Autrement dit, l’autrice de la Déclaration des droits de la femme et de la citoyenne fut bien une féministe avant la lettre, elle le fut quand il n’y en avait encore que très peu – ce qui d’ailleurs témoigne de sa liberté d’esprit, de sa clairvoyance ainsi que de son courage –, et elle le resta toute sa vie. Cela ne la conduisit pas à se détourner des autres questions sociales et politiques. Il en va d’ailleurs de même de l’extrême majorité des féministes.
Extrait de l’acte I, scène I
Chérubin (capitaine des gardes du roi d’Espagne) : Quel dommage que Fanchette ait une si basse origine ! Si l’on pouvait vaincre le préjugé qui fait le malheur des hommes…
Figaro : Vous avez raison, monseigneur ; mais vous auriez tort si vous vouliez le détruire. Quoique devenu votre maître et parvenu au plus haut degré de fortune et de dignité, vous devez tout à votre rang.

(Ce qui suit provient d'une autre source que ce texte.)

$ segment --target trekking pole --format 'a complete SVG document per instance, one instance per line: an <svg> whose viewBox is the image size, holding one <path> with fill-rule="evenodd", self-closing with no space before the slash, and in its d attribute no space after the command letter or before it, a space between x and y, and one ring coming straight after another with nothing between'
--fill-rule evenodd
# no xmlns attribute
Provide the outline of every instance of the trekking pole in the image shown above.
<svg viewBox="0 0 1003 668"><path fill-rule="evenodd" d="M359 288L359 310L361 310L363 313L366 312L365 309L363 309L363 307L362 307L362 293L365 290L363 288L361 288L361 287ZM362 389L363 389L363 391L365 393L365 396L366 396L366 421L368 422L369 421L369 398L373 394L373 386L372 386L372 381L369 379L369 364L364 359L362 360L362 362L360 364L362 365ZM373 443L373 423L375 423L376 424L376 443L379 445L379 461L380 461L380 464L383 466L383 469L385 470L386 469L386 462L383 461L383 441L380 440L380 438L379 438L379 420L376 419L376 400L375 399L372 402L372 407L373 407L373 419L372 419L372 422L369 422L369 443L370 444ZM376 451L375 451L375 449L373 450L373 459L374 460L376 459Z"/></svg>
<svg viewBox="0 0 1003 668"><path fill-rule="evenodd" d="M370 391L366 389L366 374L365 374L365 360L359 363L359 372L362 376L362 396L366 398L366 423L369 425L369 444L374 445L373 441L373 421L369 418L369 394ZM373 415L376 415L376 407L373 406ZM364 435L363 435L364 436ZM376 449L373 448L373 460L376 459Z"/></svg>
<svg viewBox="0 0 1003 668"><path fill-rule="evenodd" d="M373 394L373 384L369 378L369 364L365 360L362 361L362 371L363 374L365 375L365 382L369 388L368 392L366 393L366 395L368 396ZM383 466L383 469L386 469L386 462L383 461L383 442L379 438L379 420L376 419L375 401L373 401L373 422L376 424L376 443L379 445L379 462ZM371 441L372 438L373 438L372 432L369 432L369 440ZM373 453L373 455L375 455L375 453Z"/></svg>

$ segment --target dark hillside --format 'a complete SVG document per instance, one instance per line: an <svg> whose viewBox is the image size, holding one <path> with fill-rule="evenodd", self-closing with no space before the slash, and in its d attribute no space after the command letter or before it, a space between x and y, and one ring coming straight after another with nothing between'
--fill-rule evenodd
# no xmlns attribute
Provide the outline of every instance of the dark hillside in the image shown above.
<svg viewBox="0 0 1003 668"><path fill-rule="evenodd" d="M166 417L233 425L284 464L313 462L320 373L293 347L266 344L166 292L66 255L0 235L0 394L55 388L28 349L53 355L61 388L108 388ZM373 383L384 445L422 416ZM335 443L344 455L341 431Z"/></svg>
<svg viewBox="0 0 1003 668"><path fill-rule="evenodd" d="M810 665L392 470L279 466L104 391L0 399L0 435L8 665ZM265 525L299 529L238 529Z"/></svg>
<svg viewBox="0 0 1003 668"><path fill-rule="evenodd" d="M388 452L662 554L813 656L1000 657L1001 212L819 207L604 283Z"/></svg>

Chérubin : Ce rang est un sot, et cependant il faut avoir l’esprit de le soutenir.
Figaro : Bravo, monseigneur. Vous êtes le seul à qui j’ai vu le caractère d’un véritable homme : ainsi vous n’avez pas besoin de mes conseils. Que votre raison seule vous guide et vous ne ferez pas de sottises.
Chérubin : L’amour est tout-puissant. L’absence seule peut le vaincre et non pas la raison.

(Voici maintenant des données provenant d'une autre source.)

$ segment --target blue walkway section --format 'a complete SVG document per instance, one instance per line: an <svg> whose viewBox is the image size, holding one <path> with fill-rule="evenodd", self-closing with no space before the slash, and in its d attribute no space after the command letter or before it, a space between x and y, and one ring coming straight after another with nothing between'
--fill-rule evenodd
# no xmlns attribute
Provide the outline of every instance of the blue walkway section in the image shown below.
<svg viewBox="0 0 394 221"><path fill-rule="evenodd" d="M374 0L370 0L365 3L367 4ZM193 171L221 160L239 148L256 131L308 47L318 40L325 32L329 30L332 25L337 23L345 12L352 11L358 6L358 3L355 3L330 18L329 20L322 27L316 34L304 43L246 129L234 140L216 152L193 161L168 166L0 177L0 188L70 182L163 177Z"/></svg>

Figaro : Partez donc au plus tôt, puisqu’il le faut, mais je bien que M. le comte ne profite de votre départ pour réaliser ses prétentions.

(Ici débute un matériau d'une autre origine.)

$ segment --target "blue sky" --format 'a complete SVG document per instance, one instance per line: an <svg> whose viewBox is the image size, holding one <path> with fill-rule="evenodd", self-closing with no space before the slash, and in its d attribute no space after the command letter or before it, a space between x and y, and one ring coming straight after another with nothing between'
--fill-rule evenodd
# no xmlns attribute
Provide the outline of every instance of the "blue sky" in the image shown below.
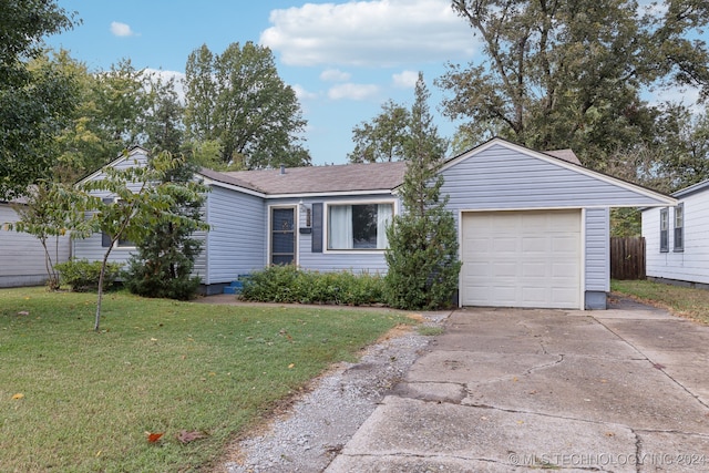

Chérubin : Tu crois, cher Figaro ?
Figaro : Ma foi, je crois tout de sa part. Respecte-t-il quelque chose en fait de galanterie ?
Chérubin : Tu me fais ouvrir les yeux. Le comte pourrait abuser ? … Non, je ne partirai qu’après le mariage.
Extrait de l’acte I, scène II
Le comte : (…) vous faites l’important, monsieur le financier parvenu. Ne vous souvient-il plus que vous avez été mon valet et ancien médecin de chevaux en Catalogne ?
Figaro : j’ai eu l’esprit de ne pas l’oublier et vous n’avez pas eu celui de ne plus vous en souvenir. Tenez, monseigneur, point d’apostrophe. Je suis un homme comme vous et je connais mes droits. Il y a un million de fois plus de mérite à être parvenu moi seul, sans l’aide de personne, à la place que j’occupe. Votre Excellence n’en peut pas dire autant.